Die wichtigste Regel: Die 3-Wochen-Frist
Nach dem deutschen Recht (Kündigungsschutzgesetz) haben Sie genau 21 Tage ab Zustellung der Kündigung, um eine Kündigungsschutzklage beim Arbeitsgericht zu erheben.
Läuft diese Frist ab, wird die Kündigung rechtswirksam. Das Gericht prüft dann nicht mehr, ob der Chef einen Grund zur Kündigung hatte, und Sie verlieren jeden Anspruch auf Abfindung.
Abfindung ist nicht automatisch
Viele Arbeitnehmer glauben, ihnen stehe nach einer Kündigung automatisch eine Abfindung zu. Das ist ein Mythos. Das deutsche Recht garantiert Abfindungen nur selten vom bloßen Fakt der Kündigung her.
Abfindungen müssen ausgehandelt werden. Die Erhebung einer Kündigungsschutzklage ist die wirksamste Methode, um Druck auf den Arbeitgeber auszuüben.
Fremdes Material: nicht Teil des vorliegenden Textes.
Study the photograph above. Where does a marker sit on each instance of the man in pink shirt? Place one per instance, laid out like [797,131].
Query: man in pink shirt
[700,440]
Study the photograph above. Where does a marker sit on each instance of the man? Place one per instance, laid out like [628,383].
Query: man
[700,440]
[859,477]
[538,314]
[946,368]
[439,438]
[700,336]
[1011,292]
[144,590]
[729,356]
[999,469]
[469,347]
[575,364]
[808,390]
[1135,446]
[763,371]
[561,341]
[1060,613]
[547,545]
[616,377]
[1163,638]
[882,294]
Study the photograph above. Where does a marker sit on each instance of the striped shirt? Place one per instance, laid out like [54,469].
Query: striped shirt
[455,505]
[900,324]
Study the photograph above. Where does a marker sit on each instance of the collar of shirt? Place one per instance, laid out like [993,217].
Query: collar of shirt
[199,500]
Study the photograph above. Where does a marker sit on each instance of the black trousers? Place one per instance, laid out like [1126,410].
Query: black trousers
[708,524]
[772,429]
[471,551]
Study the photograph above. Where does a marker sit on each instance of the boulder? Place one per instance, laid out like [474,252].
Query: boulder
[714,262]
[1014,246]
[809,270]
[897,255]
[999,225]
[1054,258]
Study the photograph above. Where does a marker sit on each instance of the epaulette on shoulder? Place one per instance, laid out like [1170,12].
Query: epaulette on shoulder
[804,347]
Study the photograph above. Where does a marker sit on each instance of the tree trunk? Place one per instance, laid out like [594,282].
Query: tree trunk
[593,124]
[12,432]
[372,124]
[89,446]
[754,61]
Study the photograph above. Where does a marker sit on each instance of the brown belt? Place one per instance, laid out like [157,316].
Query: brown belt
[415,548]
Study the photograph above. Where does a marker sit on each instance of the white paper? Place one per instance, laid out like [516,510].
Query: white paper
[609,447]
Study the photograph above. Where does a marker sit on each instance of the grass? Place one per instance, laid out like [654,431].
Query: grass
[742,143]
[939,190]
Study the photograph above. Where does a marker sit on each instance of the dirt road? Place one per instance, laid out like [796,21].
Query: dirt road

Die meisten Verfahren vor den deutschen Arbeitsgerichten enden mit einem Vergleich, bei dem der Arbeitgeber eine Abfindung zahlt, wenn der Arbeitnehmer die Kündigung akzeptiert.
Anwaltskosten – keine Angst vor dem Schritt
Oft fürchten sich Beschäftigte vor hohen Anwaltskosten in Deutschland. Zu Unrecht.
- Wenn Sie eine Rechtsschutzversicherung haben, übernimmt der Versicherer die Kosten für den Anwalt und eventuelle Gerichtskosten.
- Selbst ohne Versicherung deckt eine ausgehandelte Abfindung mit Aufschlag in der Regel die Rechtskosten, und unsere Kanzlei bietet transparente Abrechnungsregeln ohne versteckte Fallen.
Was müssen Sie sofort tun?
Unterzeichnen Sie keine Dokumente (insbesondere keinen Aufhebungsvertrag), da Sie sonst Anspruch auf Arbeitslosengeld verlieren können.
Kontaktieren Sie uns umgehend. Für eine schnelle Ersteinschätzung bereiten Sie bitte vor: das Kündigungsschreiben, Ihren Arbeitsvertrag sowie die letzten Lohnabrechnungen. Sie können diese Dokumente über unser sicheres Formular hochladen. Falls Sie sie gerade nicht zur Hand haben, können Sie sie später problemlos nachreichen.
Zusammenfassung: Wer in Deutschland eine Kündigung erhält, hat nach dem Kündigungsschutzgesetz genau 3 Wochen Zeit für eine Kündigungsschutzklage. Nach dieser Frist ist die Kündigung wirksam und eine Abfindung meist ausgeschlossen. Eine Rechtsschutzversicherung übernimmt oft die Kosten. Eine schnelle anwaltliche Prüfung ist zwingend erforderlich.